Un hermano Maryknoll enseña que la dignidad proviene del amor de Dios

E l Hermano Maryknoll Joseph Bruener ha encontrado una forma única de compartir el amor de Dios con sus estudiantes de inglés en el norte de China.

Les da papel para escribir cosas positivas sobre cada uno de sus compañeros. “Al final, tienen 24 afirmaciones (sobre ellos mismos)”, dice, y agrega que la mayoría de los estudiantes universitarios agradecen tener la oportunidad de decir algo constructivo sobre sus compañeros.

Se trata de resaltar que todos merecen amor, dice él, “pero no todos tienen padres que los amen, así que están viviendo sin eso”.

El misionero de 62 años de Port Edwards, Wisconsin, dice que el amor y el apoyo que sus padres le dieron a él y a sus cuatro hermanos fomentaron su desarrollo espiritual. “Parte del por qué soy un hermano es el compartir el amor que me dieron”, dice.

Leer la revista Maryknoll y la educación que recibió de las Hermanas Franciscanas de la Penitencia y de la Caridad Cristiana encendieron el amor por la misión que el hermano Bruener tiene.
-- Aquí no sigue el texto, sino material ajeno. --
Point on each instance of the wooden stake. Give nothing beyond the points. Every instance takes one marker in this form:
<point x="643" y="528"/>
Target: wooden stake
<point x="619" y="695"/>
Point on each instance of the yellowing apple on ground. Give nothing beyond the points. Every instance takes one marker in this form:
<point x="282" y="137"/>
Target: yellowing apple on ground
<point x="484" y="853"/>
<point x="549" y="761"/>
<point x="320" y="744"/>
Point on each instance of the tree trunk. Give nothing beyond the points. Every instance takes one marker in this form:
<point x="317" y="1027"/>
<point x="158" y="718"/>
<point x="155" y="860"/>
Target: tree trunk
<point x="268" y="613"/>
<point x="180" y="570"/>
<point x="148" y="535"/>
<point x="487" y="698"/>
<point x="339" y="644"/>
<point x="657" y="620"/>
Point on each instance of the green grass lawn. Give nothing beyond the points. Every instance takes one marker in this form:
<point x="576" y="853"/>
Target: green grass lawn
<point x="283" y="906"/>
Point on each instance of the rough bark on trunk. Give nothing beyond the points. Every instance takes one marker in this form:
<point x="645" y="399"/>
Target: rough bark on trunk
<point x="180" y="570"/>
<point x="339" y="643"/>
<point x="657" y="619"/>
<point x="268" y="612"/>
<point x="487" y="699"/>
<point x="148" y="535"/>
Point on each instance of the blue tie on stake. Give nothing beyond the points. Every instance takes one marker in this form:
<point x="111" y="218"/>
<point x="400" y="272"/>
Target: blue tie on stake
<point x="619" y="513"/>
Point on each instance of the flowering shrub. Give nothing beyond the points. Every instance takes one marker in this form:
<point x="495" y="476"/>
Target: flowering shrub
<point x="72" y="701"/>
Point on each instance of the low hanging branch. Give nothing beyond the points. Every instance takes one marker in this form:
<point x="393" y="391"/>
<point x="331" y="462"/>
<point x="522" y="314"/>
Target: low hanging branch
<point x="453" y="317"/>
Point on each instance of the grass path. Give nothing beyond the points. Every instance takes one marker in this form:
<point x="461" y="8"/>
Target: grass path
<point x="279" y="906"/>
Él fue vicepresidente de un club misionero en su escuela secundaria y ayudó a crear conciencia sobre la misión de las hermanas en Taiwán.

Su interés misionero lo llevó a un retiro con Maryknoll en Guatemala en 1977, cuando era estudiante en la Universidad de Wisconsin-Stevens Point, con especialización en inglés y teatro para la enseñanza secundaria.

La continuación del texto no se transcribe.